Benchmark results (link prediction):

Model WN18RR MRR WN18RR H@10 FB15k-237 MRR FB15k-237 H@10
TransE 0.226 0.501 0.294 0.465
DistMult 0.430 0.490 0.241 0.419
ComplEx 0.440 0.510 0.247 0.428
RotatE 0.476 0.571 0.338 0.533

Source: RotatE paper (Sun et al., 2019, ICLR) Table 2; confirmed by independent reproduction in Ali et al. (2021, "Bringing Light Into the Dark").

Training objective: margin-based or cross-entropy scoring on score(h, r, t) with negative sampling. TransE minimizes ||h + r - t||; RotatE minimizes ||h * r - t|| in complex space (element-wise product = rotation).

Limitation: Points have no interior. They cannot encode containment ("dog is-a animal"), volume (how general a concept is), or set operations (intersection, union, complement). Relations that require modeling set inclusion (hypernymy, subsumption, part-of) are structurally out of reach.

Failure modes: TransE cannot model symmetric relations (r = 0 collapses head and tail), 1-to-N relations (multiple tails for same head+relation get pulled to the same point), or reflexive relations. RotatE fixes symmetry (rotation by pi) and composition (rotation addition) but still has no notion of containment.


1.5. Order embeddings (2016)

Vendrov, Kiros, Fidler, and Urtasun (2016, ICLR) had the right instinct: embed the partial order directly into the geometry. They mapped concepts into the non-negative orthant and imposed the reverse product order: x is more general than y if x_i <= y_i for every coordinate. Each point implicitly defines an infinite cone toward the origin -- everything inside the cone is more specific. Transitivity holds by construction.

Training objective: margin-based order-violation penalty E(x, y) = ||max(0, y - x)||^2.

Results: ~40% relative accuracy improvement over symmetric embeddings on WordNet hypernymy and textual entailment (Vendrov et al., 2016, Table 2).
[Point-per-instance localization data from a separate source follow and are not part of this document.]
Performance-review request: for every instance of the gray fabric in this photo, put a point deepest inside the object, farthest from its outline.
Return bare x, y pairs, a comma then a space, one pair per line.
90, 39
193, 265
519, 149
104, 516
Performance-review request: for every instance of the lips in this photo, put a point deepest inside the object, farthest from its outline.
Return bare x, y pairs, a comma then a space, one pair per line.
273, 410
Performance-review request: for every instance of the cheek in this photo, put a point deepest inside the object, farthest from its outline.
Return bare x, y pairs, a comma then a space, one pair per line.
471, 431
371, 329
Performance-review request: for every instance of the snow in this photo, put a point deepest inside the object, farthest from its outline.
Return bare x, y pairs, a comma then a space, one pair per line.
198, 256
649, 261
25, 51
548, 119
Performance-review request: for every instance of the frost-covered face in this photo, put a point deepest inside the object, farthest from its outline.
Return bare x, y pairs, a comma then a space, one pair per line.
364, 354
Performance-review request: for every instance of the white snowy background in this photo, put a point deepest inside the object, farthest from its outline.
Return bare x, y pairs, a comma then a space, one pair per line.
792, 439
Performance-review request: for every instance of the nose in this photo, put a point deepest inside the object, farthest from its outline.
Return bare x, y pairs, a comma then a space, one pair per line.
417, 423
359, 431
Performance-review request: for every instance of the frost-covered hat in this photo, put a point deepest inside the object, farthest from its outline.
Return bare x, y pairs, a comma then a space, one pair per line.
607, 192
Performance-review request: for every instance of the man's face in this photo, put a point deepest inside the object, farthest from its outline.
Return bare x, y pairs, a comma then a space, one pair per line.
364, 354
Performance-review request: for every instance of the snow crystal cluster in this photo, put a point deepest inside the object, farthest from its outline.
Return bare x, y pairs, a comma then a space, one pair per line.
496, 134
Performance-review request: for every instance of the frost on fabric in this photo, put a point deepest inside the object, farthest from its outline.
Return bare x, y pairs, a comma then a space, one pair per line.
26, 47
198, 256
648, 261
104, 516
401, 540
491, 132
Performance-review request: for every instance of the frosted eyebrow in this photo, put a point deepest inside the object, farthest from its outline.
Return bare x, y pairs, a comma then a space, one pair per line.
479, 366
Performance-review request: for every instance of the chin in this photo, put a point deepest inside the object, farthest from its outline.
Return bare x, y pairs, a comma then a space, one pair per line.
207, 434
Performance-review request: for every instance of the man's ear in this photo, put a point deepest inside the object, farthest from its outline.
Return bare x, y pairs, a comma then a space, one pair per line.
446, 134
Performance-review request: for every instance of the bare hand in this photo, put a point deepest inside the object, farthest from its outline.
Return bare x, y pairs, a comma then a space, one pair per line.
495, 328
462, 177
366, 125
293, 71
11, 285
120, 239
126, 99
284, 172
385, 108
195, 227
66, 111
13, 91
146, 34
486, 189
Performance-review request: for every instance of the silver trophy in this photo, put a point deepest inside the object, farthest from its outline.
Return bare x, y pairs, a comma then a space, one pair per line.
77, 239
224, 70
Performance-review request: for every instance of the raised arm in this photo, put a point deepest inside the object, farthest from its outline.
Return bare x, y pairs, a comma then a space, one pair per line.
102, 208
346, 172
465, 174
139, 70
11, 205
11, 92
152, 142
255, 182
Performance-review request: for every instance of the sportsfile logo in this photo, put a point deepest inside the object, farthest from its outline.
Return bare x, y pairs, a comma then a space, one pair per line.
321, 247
Limitation: Still points, still unbounded cones. Vilnis et al. (2018) proved a strong negative result: any probability measure placed on order-embedding cones cannot capture negative correlation. If "Mammal" and "Reptile" are both under "Animal," their cones necessarily overlap -- you cannot express that they are mutually exclusive. This impossibility is what motivated the switch to boxes: disjoint boxes represent disjoint concepts directly.


2. Hard boxes (2018)

Vilnis et al. (2018, ACL) introduced box lattice measures: represent entities as axis-aligned hyperrectangles (boxes). Each entity gets two vectors: min-coordinates and max-coordinates. Containment becomes geometric nesting: box A inside box B means A is-a B. Volume encodes generality. Intersection is closed (intersection of two boxes is a box).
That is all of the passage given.